Frage: Wieweit kann die EZB noch gehen, wo liegen die Grenzen?
BRÜDERLE: Die EZB ist unabhängig. Sie entscheidet selbst, wo sie tätig werden kann und wo die Grenzen sind. Wichtig ist am Ende, dass sie keine Verluste erleidet. Wir entlasten sie schrittweise durch das neue Instrumentarium. Ich könnte mir auch vorstellen, dass sich mittelfristig aus dem ESM ein europäischer Währungsfonds ergibt mit eigenen Kompetenzen.
Frage: Wie stehen Sie heute zu dem Vorwurf, dass Deutschland die Lösung der Krise durch seine Haltung hinausgezögert hat und dass man alles hätte billiger haben können, wenn man am Anfang engagierter gewesen wäre und sich nicht gegen die Hilfe für Griechenland gestellt hätte?
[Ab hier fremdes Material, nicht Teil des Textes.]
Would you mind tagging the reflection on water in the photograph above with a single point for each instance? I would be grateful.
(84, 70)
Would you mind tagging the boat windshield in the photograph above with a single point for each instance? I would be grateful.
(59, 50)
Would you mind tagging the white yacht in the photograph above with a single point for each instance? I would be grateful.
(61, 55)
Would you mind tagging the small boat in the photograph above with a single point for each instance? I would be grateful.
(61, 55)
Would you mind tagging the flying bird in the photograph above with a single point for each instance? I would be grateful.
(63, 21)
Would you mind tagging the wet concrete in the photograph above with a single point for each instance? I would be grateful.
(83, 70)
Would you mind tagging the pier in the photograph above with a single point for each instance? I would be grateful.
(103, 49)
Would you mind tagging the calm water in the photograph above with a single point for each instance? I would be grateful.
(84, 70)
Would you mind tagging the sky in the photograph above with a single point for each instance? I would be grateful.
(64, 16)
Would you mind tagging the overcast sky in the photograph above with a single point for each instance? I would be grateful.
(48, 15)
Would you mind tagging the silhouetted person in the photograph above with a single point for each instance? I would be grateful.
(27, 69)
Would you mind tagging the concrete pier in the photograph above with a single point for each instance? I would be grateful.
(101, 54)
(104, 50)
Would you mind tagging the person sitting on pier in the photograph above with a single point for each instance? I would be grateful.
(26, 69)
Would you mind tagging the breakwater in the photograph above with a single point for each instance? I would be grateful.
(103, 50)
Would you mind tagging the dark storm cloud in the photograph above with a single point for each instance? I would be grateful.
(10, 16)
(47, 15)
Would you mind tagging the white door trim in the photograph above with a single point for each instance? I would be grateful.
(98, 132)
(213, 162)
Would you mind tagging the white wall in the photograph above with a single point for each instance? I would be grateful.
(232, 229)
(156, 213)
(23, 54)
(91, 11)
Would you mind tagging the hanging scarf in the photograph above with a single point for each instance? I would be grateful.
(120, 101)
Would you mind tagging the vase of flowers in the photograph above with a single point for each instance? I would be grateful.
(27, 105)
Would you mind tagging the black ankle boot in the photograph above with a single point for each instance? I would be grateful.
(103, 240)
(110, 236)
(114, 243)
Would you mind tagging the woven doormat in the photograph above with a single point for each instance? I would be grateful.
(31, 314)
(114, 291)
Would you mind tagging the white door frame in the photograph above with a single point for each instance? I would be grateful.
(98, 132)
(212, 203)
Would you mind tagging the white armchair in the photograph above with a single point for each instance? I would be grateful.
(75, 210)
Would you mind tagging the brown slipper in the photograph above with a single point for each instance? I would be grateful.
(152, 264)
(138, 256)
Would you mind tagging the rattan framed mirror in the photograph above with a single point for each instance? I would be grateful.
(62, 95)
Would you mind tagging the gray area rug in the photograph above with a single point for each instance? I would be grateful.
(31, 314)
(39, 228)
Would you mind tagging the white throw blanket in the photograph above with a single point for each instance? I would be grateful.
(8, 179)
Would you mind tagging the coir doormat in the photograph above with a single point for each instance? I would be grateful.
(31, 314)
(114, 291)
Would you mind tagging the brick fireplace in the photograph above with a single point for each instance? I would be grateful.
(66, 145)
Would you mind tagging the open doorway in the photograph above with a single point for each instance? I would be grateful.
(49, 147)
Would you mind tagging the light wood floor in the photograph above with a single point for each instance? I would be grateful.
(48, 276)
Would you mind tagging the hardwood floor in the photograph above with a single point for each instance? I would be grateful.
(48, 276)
BRÜDERLE: Diese Auffassung halte ich für völlig falsch. Wir müssen die Krise nutzen, um Europa neu aufzustellen. Schauen Sie einmal, was sich alles tut in Europa: Italien hat jetzt eine technokratische Regierung, die erhebliche Reformen durchsetzt. Es werden in fast allen europäischen Ländern Schuldenbremsen nach deutschem Vorbild eingeführt. Das hätten wir alles nicht bekommen, wenn wir nicht standgehalten und diese Prinzipien eingebracht hätten. Wir wären in den Reformprozessen nicht so weit wie jetzt. Wenn wir nur den Geldsack aufgemacht und gesagt hätten, hier sind die Goldstücke, bedient euch, dann hätte sich überhaupt nichts geändert.
Frage: Bei der Benennung des Präsidentschaftskandidaten Gauck hat die FDP sich ja gegen den Willen der Kanzlerin durchgesetzt. Wie böse ist denn Frau Merkel auf Sie und Herrn Rösler?
BRÜDERLE: Die Koalition arbeitet gut zusammen, zum Beispiel bei der Lösung der Eurokrise. Ich halte mich an die Regel, die auch in jeder Familie gilt: Da diskutiert man auch einmal, hier und da vielleicht etwas dezidierter, aber die kleine Einheit entwickelt sich fort.
Frage: Wie schätzen Sie die Chancen der FDP für die anstehenden Landtagswahlen ein?
BRÜDERLE: Im Saarland wird es sicher nach den Ereignissen dort nicht einfach werden. Ich war lange genug Landespolitiker, um zu wissen, dass für die Menschen die Ereignisse vor Ort eine große Rolle spielen bei ihrer Wahlentscheidung. Wir haben mit Oliver Luksic und Nathalie Zimmer hervorragende Kandidaten. Auch in Schleswig-Holstein ist die FDP mit Wolfgang Kubicki an der Spitze durch eine sehr bekannte und starke Persönlichkeit vertreten. Da sehe ich sehr gute Chancen, dass die FDP unter seiner Führung wieder in den Landtag einziehen kann.